Another questionable point about HTTP pipelining and keep-alives is that there seem to be no statistically significant performance benefits with modern networking equipment or localhost configurations (which Mongrel is almost always deployed in). The complexity increase implementing this part of the standard simply doesn't justify the almost non-existent benefit in today's deployment scenarios.

Rather than implement more and more complexity, Mongrel simply uses the special "Connection: close" response header to indicate to the client and any proxy servers that it's done. This reverts Mongrel back to the HTTP 1.0 behavior of one request per connection, and actually does improve its performance under heavy load for the above reasons. It's possible that this might change in the future, but for now it works out great and only HTTP RFC Nazis seem to care.^[21]

^[21] More than a few giant companies (including one that does-no-evil) and several proxy server vendors all were caught not honoring the "Connection: close" response in their proxy server software. Ironically they came to me claiming Mongrel didn't follow the RFC, when it was actually their proxy servers that didn't.

Zed Sez

Your application is slow as dirt and you are convinced that you need keep-alives and pipelining to make it go faster. You've got to have it or nothing will work, the world will crumble to dust, and we'll all be replaced by intelligent squids after the human race is long gone. It's that serious.

Look, you don't need any of that simply because this isn't 1996. Back in the day keep-alives and pipelining were added so that people on phone lines didn't have to wait, but the assumption that this is necessary in all networking situations has never been tested heavily. These parts of the RFC only add complexity, are ambiguous, and don't really make things fast enough to justify the development and maintenance overhead for a server that's run on localhost or controlled networks.

Most important, though, is that allowing them makes it so that a malicious attacker just has to start up more than 500 keep-alive or pipelined requests and your whole Ruby application eats it. Why? Because Ruby 1.8.x uses the select() function to do its IO and that only supports 1,024 open files on most systems.
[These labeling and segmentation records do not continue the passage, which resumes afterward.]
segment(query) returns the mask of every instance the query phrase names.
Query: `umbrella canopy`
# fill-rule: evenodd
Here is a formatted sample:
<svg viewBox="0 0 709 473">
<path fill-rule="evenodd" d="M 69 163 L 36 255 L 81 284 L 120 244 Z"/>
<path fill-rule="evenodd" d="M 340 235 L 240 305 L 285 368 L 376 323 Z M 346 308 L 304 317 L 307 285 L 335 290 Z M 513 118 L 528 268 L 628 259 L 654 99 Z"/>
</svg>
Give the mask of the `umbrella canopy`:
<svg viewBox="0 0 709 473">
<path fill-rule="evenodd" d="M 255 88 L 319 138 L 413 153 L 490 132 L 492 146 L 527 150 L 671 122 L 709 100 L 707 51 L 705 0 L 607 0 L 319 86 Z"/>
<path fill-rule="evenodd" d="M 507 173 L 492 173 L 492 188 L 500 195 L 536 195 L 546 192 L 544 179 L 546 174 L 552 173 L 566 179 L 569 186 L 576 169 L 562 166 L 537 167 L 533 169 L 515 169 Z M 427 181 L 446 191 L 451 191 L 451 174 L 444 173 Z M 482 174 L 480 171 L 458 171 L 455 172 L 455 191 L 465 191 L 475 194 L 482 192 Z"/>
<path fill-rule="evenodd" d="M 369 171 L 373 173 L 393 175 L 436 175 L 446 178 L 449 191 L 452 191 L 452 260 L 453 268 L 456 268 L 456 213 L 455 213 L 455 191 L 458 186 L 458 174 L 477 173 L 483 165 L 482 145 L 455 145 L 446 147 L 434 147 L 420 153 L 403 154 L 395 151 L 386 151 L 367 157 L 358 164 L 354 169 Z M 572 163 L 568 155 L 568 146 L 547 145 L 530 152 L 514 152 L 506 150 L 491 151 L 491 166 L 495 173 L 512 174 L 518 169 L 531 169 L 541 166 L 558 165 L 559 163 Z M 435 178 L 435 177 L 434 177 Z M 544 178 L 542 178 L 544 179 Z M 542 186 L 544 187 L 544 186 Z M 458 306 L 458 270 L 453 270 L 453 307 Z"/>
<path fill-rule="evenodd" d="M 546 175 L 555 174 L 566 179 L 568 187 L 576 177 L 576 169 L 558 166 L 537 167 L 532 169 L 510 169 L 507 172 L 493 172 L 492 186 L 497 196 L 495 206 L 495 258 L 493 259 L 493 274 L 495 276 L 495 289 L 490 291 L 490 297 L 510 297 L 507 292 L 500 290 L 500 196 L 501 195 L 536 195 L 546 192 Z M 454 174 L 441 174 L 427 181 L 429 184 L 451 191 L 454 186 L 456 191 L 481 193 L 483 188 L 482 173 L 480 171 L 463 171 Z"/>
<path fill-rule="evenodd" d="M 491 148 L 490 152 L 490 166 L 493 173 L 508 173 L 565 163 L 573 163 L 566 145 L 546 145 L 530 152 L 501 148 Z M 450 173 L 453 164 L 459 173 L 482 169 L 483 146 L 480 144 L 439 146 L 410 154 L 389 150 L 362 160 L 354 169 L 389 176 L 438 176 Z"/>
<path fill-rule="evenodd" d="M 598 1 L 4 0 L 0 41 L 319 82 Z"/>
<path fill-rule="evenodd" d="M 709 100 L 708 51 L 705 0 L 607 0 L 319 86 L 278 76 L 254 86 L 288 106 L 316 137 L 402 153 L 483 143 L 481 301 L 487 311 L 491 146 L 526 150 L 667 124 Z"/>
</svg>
Another problem, though, is that people use keep-alives and pipelining as a Band-Aid for horribly designed systems. I ran into one fellow who desperately needed keep-alives so he could send three characters per request to a client at 2,000 requests/second. Yes, just three characters. Here's a clue: batched processing. In almost every instance that people have claimed to need these features, a simple design change to batched processing or an improved network design removed the problem and simplified everything.

9.1.5. No SSL

Mongrel does not support SSL. Typically you will be running Mongrel behind a static Web server (see Section 4), in which case you'll have SSL support from there. Make sure you are sending headers to Mongrel properly so that it will respond with HTTPS instead of HTTP.

Zed Sez

You don't need SSL either. Well, you need it at some point in your deployment configuration, but why would you want a slow language like Ruby to do the SSL when there are already really great, fast Web servers? Ruby is a precious, slow commodity that you should use only when you absolutely must.

9.1.6. No [Name Your Must-Have Feature]

As you probably see, Mongrel say, "No" in many places where most Web servers say, "Yes, OK." Sometimes this is because no one using Mongrel has needed it yet, sometimes it's because there's a better, simpler way to accomplish the same goal. Mongrel is a different kind of Web server, and frequently you can solve your problem with a different solution.

Ready for another catchphrase? Constraints are liberating. When you are given a billion different options, you can become paralyzed by choice. When you are forced to work within reasonable constraints, you can focus on the problem of getting your task done rather than deciding how to configure your Web server. Mongrel's feature set and limitations work perfectly for about 95% of the current users. Those people who have additional requirements can easily extend Mongrel using the plugins, commands, and handlers. The rest should find a tool better-suited to their job or change their requirements.